Remembering Mary Magee

Mary Magee joined the Zonta Club of Brisbane in December 1973 at the invitation of Leneen Forde. Five years later she was elected as club president and then went on to serve as Area Director, chairman of various district committees, Lieutenant Governor, and Governor.

She elected to the Zonta International Board in 1994 and, for the next eight years, served in successive positions in the hierarchy until she was elected as International President in 2000, the third Australian to be elected to that position – and the second from the Zonta Club of Brisbane.

Throughout those first 30 years in Zonta, Mary drove the establishment of new clubs with her trademark passion and exuberance. She was directly involved in establishing 20 clubs in Australia and a further 20 elsewhere in the Zonta world.

Mary was born in 1936, the eldest of three girls. Her parents, unusually for that time, valued the education of girls. Mary’s father had wanted her to be a doctor, but both her grandfather and her aunt were pharmacists and, inspired by her aunt’s independence and autonomy, Mary decided, at the age of 12, that she, too, would be a pharmacist.

At St Margaret’s Anglican school, Mary excelled both academically and in sport and, at 17, she took up a scholarship to study pharmacy at the Central Technical College, one of QUT’s predecessor institutions.

As was the practice at the time, as a student she was apprenticed. Assigned to the Lutwyche Pharmacy, she learned the basics of her chosen profession – including boiling cochineal insects to make tinctures.

In the first year of her pharmacy studies, she also studied piano at the Queensland Conservatorium and later took night classes in political science and economics at The University of Queensland.
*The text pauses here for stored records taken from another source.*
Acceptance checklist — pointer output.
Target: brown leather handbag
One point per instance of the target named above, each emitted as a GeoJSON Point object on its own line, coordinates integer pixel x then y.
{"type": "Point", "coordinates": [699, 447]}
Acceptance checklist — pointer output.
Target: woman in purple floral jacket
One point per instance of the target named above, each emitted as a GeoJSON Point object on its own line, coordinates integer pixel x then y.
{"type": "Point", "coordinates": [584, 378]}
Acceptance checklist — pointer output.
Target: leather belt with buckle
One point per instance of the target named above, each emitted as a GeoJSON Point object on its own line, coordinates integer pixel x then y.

Mary graduated as a pharmacist in 1955 at the age of 19, but was unable to register until the age of 21. As soon as she was registered, she set her sights on owning her own pharmacy.
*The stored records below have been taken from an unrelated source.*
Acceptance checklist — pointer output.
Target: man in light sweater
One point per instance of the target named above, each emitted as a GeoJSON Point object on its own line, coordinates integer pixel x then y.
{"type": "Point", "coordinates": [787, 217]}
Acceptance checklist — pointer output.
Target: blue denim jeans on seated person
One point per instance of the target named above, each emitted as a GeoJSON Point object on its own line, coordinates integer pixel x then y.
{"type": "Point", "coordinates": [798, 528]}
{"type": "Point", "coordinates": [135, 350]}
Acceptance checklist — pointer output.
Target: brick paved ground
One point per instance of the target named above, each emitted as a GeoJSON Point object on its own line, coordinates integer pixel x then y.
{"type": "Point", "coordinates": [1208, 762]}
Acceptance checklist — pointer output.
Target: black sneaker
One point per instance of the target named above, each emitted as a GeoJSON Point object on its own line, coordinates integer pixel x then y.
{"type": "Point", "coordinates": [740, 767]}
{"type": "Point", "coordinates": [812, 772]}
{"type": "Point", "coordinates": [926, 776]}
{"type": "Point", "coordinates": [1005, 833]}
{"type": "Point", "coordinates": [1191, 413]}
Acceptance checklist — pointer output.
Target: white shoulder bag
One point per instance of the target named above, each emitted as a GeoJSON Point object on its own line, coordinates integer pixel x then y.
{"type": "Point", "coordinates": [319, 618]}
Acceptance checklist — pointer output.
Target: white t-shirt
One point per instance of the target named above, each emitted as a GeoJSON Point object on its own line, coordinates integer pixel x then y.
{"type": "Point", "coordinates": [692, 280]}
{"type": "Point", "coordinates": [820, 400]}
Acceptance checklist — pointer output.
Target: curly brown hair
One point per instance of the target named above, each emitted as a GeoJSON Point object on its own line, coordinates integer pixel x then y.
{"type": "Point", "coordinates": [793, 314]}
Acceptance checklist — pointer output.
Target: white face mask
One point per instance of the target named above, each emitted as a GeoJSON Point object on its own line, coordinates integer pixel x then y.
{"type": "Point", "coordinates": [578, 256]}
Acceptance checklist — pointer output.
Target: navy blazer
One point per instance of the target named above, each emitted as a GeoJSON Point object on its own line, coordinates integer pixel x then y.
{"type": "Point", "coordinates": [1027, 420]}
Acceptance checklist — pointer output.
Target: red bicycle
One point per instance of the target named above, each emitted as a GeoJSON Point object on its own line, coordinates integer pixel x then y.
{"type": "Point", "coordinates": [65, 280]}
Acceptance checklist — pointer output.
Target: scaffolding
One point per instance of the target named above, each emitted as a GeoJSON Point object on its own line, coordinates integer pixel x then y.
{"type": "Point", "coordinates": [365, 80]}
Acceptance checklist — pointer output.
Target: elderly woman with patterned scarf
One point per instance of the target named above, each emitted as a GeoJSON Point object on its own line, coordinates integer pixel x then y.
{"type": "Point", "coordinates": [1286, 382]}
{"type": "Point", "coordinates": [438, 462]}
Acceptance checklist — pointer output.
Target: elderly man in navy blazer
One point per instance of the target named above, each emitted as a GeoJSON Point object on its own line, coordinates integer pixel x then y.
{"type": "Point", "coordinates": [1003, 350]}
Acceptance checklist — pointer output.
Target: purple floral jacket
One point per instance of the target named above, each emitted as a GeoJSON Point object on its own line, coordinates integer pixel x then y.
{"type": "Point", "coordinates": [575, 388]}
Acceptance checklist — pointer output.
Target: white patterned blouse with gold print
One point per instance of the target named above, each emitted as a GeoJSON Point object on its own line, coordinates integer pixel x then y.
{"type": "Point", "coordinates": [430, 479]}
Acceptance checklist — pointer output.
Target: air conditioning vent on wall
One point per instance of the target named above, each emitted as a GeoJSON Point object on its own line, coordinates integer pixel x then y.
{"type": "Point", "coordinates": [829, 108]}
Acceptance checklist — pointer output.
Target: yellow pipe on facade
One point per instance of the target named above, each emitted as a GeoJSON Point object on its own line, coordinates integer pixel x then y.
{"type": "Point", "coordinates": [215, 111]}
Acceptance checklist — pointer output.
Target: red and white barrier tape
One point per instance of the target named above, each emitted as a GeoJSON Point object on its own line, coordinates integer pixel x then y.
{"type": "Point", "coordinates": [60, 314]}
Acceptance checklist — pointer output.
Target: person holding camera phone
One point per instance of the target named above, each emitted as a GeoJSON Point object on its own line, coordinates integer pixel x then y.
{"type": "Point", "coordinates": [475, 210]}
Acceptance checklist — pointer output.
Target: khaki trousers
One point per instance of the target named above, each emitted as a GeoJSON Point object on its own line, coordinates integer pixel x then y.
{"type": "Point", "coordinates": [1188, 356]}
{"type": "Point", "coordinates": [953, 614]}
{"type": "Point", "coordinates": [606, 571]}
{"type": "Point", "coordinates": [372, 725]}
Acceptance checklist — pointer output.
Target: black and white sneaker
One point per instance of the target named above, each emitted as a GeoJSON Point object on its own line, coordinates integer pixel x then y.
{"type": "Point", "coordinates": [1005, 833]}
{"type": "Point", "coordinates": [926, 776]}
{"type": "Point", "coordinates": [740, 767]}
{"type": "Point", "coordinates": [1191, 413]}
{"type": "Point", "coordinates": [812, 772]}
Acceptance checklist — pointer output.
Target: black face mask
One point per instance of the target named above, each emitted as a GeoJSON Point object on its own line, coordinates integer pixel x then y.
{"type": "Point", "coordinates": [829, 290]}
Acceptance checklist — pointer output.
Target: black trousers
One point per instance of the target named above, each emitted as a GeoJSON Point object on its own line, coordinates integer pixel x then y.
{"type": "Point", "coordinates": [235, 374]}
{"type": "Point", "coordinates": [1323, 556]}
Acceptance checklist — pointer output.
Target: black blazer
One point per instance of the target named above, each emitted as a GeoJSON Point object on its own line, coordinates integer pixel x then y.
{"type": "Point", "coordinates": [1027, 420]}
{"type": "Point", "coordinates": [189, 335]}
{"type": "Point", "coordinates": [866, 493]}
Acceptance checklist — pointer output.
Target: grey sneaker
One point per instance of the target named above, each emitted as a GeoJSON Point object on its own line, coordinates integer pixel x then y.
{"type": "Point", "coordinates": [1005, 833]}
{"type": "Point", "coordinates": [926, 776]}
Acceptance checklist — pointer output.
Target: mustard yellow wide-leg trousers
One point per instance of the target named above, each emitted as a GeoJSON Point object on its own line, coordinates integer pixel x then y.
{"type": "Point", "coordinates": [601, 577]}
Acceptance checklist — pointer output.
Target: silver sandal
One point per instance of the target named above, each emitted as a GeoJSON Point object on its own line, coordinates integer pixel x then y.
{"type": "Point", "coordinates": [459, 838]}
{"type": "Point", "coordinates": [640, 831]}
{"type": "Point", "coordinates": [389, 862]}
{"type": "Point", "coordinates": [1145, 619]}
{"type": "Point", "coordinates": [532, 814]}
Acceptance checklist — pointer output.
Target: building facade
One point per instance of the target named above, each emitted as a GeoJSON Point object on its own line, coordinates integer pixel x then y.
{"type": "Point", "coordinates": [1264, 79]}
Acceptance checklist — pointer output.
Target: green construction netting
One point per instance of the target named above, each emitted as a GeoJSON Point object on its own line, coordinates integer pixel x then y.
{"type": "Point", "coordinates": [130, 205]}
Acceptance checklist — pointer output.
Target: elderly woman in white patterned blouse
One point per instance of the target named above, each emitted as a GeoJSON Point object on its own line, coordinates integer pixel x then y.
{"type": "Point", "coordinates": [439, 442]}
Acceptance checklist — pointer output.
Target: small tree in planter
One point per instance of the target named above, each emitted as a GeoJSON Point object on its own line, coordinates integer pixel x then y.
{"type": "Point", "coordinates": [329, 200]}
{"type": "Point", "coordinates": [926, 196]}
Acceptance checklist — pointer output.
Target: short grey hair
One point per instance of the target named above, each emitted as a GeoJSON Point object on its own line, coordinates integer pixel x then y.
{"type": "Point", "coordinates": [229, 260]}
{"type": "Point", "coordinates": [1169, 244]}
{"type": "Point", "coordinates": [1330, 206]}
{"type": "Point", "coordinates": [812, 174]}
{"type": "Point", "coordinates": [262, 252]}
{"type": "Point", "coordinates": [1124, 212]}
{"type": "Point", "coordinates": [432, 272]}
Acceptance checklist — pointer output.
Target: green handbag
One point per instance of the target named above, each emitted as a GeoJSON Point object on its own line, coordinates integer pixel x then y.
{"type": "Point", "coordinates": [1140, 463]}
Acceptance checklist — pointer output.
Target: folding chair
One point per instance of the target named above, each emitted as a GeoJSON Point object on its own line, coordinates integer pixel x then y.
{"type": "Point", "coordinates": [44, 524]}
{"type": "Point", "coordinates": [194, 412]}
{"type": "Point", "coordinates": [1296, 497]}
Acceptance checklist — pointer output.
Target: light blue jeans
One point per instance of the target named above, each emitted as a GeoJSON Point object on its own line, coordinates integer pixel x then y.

She achieved this goal in 1959 at the age of just 23 when she opened the Alexandra Pharmacy, becoming the first woman to own a pharmacy in the Brisbane CBD.

At this time in Australia, this was no mean feat. As a woman, she first needed a male to act as guarantor for a loan. That goal achieved, she then focussed on paying off the loan within a year. That involved a lot of hard work but it was one particular ploy which enabled her to achieve her goal. This became one of Mary’s favourite stories: she applied for and was awarded a pharmaceutical contract with a private hospital by signing her name just “M. Magee”, with no indication that she was a woman. The hospital board apparently thought she was the secretary when she first appeared on the scene.

Within a decade, the Alexandra Pharmacy site became Queensland’s first strata-title medical centre and Mary then went on to own and manage a string of other pharmacies.

Even marriage to Peter and the arrival of their children, Caroline and Cameron, did not dampen her entrepreneurial spirit. In 1973, she established the Alexandra Manufacturing and Distributing Company to design and make children’s toys and clothes. It operated successfully for six years, employing 50 people.

Back in the workforce, Mary was elected to the State Council of the Pharmaceutical Society of Queensland in 1976 – the only woman among eleven men. While on the Council, she served on the continuing education committee for graduate pharmacists. A decade later, in 1986, Mary opened the Transit Centre Pharmacy.

The next 20 years saw Mary publicly acknowledged for her achievements and her contribution to her profession and to women:

  • In 1988, she became the first women appointed to the Pharmacy Board of Queensland,

  • She chaired the Ministerial Advisory Committee for Queensland Women from 1997 to 1999,

  • In 1998, she was named the Telstra Business Woman of the Year,

  • In the same year, she received the Westpac Business Owner Award,

  • In 1999, she was appointed to the Queensland Premier’s Council for Women, advising on women’s health and violence against women and children,

  • In 2000, she received QUT’s Outstanding Alumni Award for Science and Special Excellence,

  • In 2007, she was awarded an Order of Australia Medal (OAM) for services to pharmacy and to the community, particularly through roles supporting the advancement of women, and

  • In 2008, she was awarded an honorary doctorate by QUT, the alma mater where she had first studied more than 50 years earlier.

In addition to her profession and Zonta, Mary was committed to the work of the Red Cross, the Brain Foundation, the Breast Cancer Foundation, the State workplace health and safety committee, the State Confederation of Commerce and Industry, UNIFEM, the Western Suburbs Wildlife Preservation Society and the Johnsonian Literary Club.